JRM Vol.31 No.1 pp. 143-155
doi: 10.20965/jrm.2019.p0143


Choice of Muscular Forces for Motion Control of a Robot Arm with Biarticular Muscles

Tetsuya Morizono*, Kenji Tahara**, and Hitoshi Kino*

*Fukuoka Institute of Technology
3-30-1 Wajiro-Higashi, Higashi-ku, Fukuoka City, Fukuoka 811-0295, Japan

**Kyushu University
744 Moto’oka, Nishi-ku, Fukuoka City, Fukuoka 819-0395, Japan

September 19, 2018
November 28, 2018
February 20, 2019
robot arm, redundant actuation, biarticular muscle, point-to-point control, binocular visual space
Choice of Muscular Forces for Motion Control of a Robot Arm with Biarticular Muscles

The model of a robot arm with biarticular muscles

The contribution of biarticular muscles to the control of robotic arms and legs has recently attracted great interest in the field of robotics. The advantages of using biarticular muscles under kinetic interaction with the external environment have been well studied; however, the contribution of the muscles to the motion control of articulated robot arms under no kinetic interaction appears to remain an unclear issue, especially for robot arms of which the muscles are directly anchored to their links, which induces a change in the moment arms to allow the muscles to generate joint torques and permit point-to-point motion control to their desired postures in a feedforward manner with constant muscular forces.
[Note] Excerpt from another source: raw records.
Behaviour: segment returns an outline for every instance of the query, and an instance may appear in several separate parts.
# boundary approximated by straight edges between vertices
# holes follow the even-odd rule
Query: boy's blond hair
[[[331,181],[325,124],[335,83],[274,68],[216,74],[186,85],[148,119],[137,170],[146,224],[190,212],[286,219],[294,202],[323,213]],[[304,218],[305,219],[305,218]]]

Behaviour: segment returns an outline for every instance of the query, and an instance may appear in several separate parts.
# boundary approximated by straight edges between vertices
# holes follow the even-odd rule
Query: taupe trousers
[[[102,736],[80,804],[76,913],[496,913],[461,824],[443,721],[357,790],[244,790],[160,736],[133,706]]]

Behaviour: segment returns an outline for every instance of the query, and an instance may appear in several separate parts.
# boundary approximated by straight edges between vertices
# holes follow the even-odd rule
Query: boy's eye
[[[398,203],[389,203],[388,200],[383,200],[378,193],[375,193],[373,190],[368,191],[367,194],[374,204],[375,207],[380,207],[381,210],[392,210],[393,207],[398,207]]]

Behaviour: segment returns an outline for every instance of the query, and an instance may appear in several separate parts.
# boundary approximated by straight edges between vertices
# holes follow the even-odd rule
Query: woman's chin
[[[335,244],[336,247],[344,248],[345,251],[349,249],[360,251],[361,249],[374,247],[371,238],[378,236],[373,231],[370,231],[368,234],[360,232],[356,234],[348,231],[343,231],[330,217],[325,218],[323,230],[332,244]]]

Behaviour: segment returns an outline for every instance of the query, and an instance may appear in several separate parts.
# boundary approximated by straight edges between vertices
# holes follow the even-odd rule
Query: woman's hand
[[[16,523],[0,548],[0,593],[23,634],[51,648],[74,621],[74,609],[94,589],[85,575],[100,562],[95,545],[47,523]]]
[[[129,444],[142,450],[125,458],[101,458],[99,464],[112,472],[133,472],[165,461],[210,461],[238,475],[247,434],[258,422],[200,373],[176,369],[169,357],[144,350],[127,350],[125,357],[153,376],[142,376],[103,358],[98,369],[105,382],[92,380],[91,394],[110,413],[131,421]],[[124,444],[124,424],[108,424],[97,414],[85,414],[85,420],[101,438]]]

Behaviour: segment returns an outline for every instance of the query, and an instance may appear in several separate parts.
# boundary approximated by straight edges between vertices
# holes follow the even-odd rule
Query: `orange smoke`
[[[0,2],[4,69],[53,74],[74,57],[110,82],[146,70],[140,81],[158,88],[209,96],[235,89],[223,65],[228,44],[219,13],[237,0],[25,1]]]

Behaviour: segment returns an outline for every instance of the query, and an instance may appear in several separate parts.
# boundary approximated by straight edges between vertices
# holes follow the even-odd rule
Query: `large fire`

This paper presents a case study in which the role of biarticular muscles in the motion control of an articulated robot arm was investigated, focusing on the feature of its redundancy actuation, which allows an arbitrary choice from infinite combinations of muscular forces, realizing motion control to a desired posture. The numerical analysis in this paper addresses three typical combination choices. Mappings from muscular forces to desired postures are calculated in the analysis of the three choices. The simulation results of motion control executed according to the three mappings are also analyzed. The analysis indicates the interesting results that biarticular muscles do not contribute to the desired postures and that a very weak dependence property of monoarticular muscles on the desired postures exists for a particular choice. The simulation results also demonstrate that the implementation of one choice results in a degraded motion control performance as compared with that of the two other choices.

Cite this article as:
T. Morizono, K. Tahara, and H. Kino, “Choice of Muscular Forces for Motion Control of a Robot Arm with Biarticular Muscles,” J. Robot. Mechatron., Vol.31, No.1, pp. 143-155, 2019.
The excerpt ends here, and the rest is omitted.